Alors l’Anglais éclata d’un rire qui longtemps résonna dans les ruelles obscures. Le sens d’une telle hilarité Gide lui-même nous le donne : « Le grand plaisir du débauché c’est d’entraîner à la débauche. » Ce rire « interminable, immaîtrisable, insolent », Gide, après plus de trente années, le garde encore dans l’oreille. Mais le pire, c’est que cette joie méphistophélique l’a gagné. Seulement Gide, lui, rit sous cape.

Le souvenir de ce rire silencieux ne laisse pas de nous obséder, lorsque Gide, redevenu grave, et il le redevient dès qu’il cesse d’être sensuellement troublé, remonte en chaire et reprend son panégyrique doctrinal de l’homosexuel.

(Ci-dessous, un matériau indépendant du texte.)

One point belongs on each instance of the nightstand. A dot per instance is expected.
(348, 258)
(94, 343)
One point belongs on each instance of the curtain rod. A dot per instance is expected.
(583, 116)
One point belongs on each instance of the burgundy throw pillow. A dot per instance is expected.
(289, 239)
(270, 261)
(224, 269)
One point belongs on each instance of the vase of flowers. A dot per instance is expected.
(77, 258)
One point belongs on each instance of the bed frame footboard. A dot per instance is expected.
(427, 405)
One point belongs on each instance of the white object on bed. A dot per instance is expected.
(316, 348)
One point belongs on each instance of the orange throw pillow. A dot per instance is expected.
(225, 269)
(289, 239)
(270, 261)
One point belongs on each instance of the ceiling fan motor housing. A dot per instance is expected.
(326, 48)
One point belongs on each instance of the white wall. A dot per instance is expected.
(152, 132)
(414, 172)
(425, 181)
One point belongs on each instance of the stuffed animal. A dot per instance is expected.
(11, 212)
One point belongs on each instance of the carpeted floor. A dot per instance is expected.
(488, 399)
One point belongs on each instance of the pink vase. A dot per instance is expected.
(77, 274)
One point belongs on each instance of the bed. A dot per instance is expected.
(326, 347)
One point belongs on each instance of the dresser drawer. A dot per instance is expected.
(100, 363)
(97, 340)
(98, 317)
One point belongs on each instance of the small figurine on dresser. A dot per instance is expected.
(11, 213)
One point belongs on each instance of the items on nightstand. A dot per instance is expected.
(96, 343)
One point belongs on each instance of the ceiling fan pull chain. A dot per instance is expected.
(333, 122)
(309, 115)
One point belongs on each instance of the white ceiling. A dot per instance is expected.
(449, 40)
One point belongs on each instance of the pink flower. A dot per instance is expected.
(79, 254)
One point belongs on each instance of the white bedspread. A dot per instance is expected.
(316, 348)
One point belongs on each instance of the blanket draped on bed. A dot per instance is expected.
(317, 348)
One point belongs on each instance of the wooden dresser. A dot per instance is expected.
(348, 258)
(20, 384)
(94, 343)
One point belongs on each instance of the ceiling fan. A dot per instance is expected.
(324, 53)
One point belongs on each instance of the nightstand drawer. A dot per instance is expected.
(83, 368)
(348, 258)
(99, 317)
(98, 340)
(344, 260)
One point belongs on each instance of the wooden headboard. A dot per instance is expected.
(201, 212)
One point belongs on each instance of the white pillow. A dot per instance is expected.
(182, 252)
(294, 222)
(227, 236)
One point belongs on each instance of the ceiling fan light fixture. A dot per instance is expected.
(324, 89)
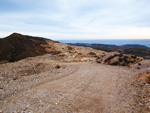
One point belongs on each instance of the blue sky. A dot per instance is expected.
(76, 19)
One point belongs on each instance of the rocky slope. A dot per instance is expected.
(17, 46)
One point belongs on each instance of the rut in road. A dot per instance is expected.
(94, 88)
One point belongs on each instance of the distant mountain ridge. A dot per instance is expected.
(134, 49)
(126, 46)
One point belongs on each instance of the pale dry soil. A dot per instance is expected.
(78, 88)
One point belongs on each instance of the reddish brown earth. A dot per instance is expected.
(45, 85)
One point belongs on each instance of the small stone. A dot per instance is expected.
(140, 104)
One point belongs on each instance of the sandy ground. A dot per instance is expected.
(76, 88)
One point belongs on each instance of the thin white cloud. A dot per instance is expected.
(68, 19)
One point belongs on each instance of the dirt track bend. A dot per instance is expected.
(89, 87)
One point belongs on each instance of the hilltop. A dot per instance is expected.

Est-ce qu’il paraîtrait tolérable qu’un pervers hétérosexuel, après nous avoir entretenu, avec force détails, de ses dépravations, prît soudain une voix d’église pour nous catéchiser ? Ces alternances ou ce cumul de libertinage et de dogmatisme, voilà pourtant ce que Gide semble, depuis quelques années, avoir fait le pari de nous imposer en sa personne. Avec quelle flexuosité de langage il passe d’un ton à l’autre dans le même livre, souvent dans la même page !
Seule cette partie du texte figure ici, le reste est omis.